Araştırmacılar, dört ülkenin salgını ele almak için farklı yaklaşımları olsa da, gençlerde ortaya çıkan akıl sağlığı sorunlarının benzer olduğunu  ve uzun vadeli sonuçlardan kaçınmak için önlem alınması gerektiğini belirtti.

COVID-Minds adı verilen çalışmada pandeminin özellikle 30 yaş altı gençlerin ruh sağlığı üzerinde endişe verici bir etkisi olduğu görüldü. Buna göre bu yaş grubunda bulunan insanlar, sürekli olarak işini kaybetme korkusu, kendilerine ya da sevdiklerine bir şey olacağı endişesi ile ile boğuşurken, yakın arkadaşları ve ailelerinden de destek alamadığı için aşırı kaygı ve yalnızlıkla mücadele ediyor.

ÖZEL DESTEK VERİLMELİ

Kopenhag Üniversitesi Sağlık Fakültesi Halk Sağlığı Bölümü’nden Profesör Naja Hulvej Rod, komuya ilişkin yaptığı değerlendirmede, “Akıl sağlığı sorunları, salgının oldukça önemli sonuçlarından biri. Elbette virüsün yayılmasını kontrol altına almamız ve elimizdeki bariz acil durumlarla başa çıkmamız gerekse de, potansiyel olarak zarar verici psikiyatrik problemlere de  dikkat etmemiz gerekiyor. 30 yaşın altındaki gençler ile akıl hastalığı geçmişi olan kişiler, pandeminin olumsuz etkilerini önlenmesi  için özel halk sağlığı müdahalelerinden yararlanmalı” ifadelerini kullandı.

Öte yandan, Danimarka’da geçen yıl başlatılan “'Uzakta birlikte olmak” adlı projesi, Covid-19  salgını sırasında ülkedeki ruh sağlığı durumunu ve sonuçlarını izlemek için sürekli olarak veri topluyor. Haziran 2020'den bugüne kadar toplanan veriler ise çalışmanın sonuçlarını doğruluyor: Karantinalar, kaygı, yalnızlık ve endişeyi artırarak, akıl sağlığı üzerinde olumsuz bir etki yaratıyor. 
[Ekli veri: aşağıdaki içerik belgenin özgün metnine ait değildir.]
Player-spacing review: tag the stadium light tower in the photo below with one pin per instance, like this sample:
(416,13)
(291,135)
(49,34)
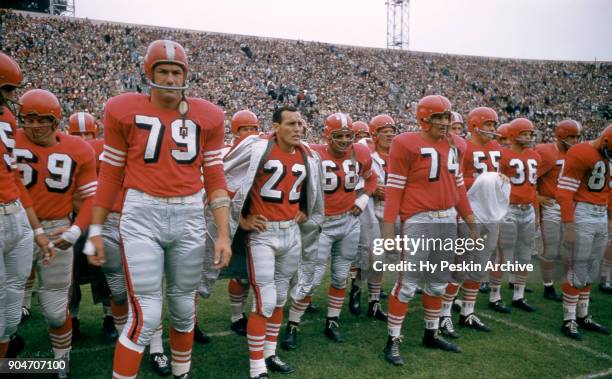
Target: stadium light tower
(61,7)
(398,28)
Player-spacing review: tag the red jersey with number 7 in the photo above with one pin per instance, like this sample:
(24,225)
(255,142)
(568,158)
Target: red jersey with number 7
(585,178)
(423,176)
(160,153)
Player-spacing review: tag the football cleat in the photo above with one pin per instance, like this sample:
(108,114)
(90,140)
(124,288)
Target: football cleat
(375,310)
(16,346)
(109,332)
(312,308)
(447,328)
(76,329)
(570,329)
(26,313)
(484,287)
(499,306)
(289,341)
(551,294)
(199,336)
(605,287)
(275,364)
(432,340)
(239,327)
(391,351)
(587,323)
(355,300)
(160,365)
(472,321)
(522,304)
(332,330)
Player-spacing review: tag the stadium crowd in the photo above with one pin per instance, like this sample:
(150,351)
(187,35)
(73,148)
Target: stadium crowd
(260,74)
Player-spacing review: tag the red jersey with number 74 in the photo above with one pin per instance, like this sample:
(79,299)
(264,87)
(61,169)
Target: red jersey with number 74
(160,153)
(423,176)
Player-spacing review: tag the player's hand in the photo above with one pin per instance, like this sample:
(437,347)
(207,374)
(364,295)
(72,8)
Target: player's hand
(94,251)
(46,247)
(253,222)
(300,217)
(223,252)
(355,211)
(545,200)
(379,194)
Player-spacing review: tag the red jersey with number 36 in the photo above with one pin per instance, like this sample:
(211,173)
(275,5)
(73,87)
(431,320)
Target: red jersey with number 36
(585,178)
(552,161)
(54,174)
(341,175)
(479,159)
(522,169)
(277,187)
(160,153)
(423,176)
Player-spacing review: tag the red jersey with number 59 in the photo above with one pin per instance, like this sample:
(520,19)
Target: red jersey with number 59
(522,169)
(341,175)
(585,178)
(552,161)
(479,159)
(277,187)
(423,176)
(54,174)
(160,153)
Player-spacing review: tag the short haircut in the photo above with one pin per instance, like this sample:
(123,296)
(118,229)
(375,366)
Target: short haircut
(277,116)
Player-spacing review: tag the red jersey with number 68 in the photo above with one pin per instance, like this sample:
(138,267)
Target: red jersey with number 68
(585,178)
(423,176)
(479,159)
(277,187)
(522,169)
(552,161)
(54,174)
(160,153)
(341,176)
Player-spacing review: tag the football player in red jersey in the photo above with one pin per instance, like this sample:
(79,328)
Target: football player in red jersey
(457,124)
(424,187)
(382,128)
(156,147)
(482,155)
(55,166)
(553,156)
(344,163)
(282,214)
(583,193)
(522,165)
(16,237)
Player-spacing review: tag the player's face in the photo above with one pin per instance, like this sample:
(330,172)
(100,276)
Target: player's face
(289,130)
(171,75)
(385,136)
(341,141)
(456,128)
(39,129)
(245,131)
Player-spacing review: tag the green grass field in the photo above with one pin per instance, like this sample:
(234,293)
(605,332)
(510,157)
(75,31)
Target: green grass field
(520,345)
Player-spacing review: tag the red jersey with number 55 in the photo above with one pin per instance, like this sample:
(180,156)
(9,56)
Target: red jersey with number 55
(341,176)
(522,169)
(54,174)
(585,178)
(552,161)
(160,153)
(277,187)
(479,159)
(423,176)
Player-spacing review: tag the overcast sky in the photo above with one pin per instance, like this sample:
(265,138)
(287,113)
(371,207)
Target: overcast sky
(533,29)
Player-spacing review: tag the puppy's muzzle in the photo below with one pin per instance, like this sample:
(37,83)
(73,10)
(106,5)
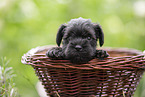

Çalışmanın yazarları, kaygının gelecekteki uzun vadeli ağır akıl hastalıkları için önemli bir risk faktörü olduğu belirterek, “Bu nedenle, karantinaların insanları nasıl etkilediğini bilmek çok önemlidir. Eğer bunu başarabilirsek, uzun vadeli sonuçları önleme şansımız daha yüksek” olur ifadelerini kullandı. Covid-19 kaynaklı akıl sağlığı problemlerinin, en az virüsü kontrol altına almak kadar önemli bir toplumsal sorun olduğunu vurgulayan bilim insanları, çalışmada özellikle yalnızlık ve kaygı yaşamaya eğilimli olarak tanımlanan gençlerin gelecekte yaşanacak sorunları önlemek için yakından takip edilmesi gerektiğini açıkladı.